“Yes, that is true,” answered Joe. “It would be dreadful for him too.”
“When is he coming?” asked Sybil.
“I think next week. He sailed the day before yesterday.”
“Then there is plenty of time to settle on what you want to say,” said Sybil. “If you make up your mind just how to put it, you know, it will be ever so much easier.”

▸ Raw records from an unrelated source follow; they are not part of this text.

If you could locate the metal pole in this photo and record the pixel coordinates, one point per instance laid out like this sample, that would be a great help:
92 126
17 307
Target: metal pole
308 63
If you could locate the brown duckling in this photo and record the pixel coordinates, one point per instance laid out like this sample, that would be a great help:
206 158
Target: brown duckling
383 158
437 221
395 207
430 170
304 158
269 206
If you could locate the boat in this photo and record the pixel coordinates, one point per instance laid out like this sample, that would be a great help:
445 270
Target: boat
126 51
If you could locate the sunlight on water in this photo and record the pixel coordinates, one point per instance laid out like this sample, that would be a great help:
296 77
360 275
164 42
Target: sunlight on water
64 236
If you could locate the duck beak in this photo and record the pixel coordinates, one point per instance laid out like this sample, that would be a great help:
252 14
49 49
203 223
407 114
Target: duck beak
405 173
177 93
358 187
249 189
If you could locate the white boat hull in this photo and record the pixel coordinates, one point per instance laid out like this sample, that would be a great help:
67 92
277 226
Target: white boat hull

“Oh no!” cried Joe. “I will trust to luck. I always do; it is much easier.”
“Excuse me, Miss Brandon,” said the voice of Vancouver, who came up behind them at a great pace, and holding his feet together let himself slide rapidly along beside the two girls,–“excuse me, but do you not think you are very unsociable, going off in this way?”
“May I give you my arm, Miss Thorn?” asked Harrington, coming up on the other side.
Without leaving each other Joe and Sybil took the proffered arms of the two men, and the four skated smoothly out into the middle of the ice, that rang again in the frosty air under their joint weight. Mrs. Wyndham had insisted that Vancouver and Harrington should leave her and follow the young girls, and they had obeyed in mutual understanding.
“Which do you like better, Miss Brandon, boating in Newport or skating on Jamaica Pond?” asked Vancouver.
“This is better than the Music Hall, is it not?” remarked John to Miss Thorn.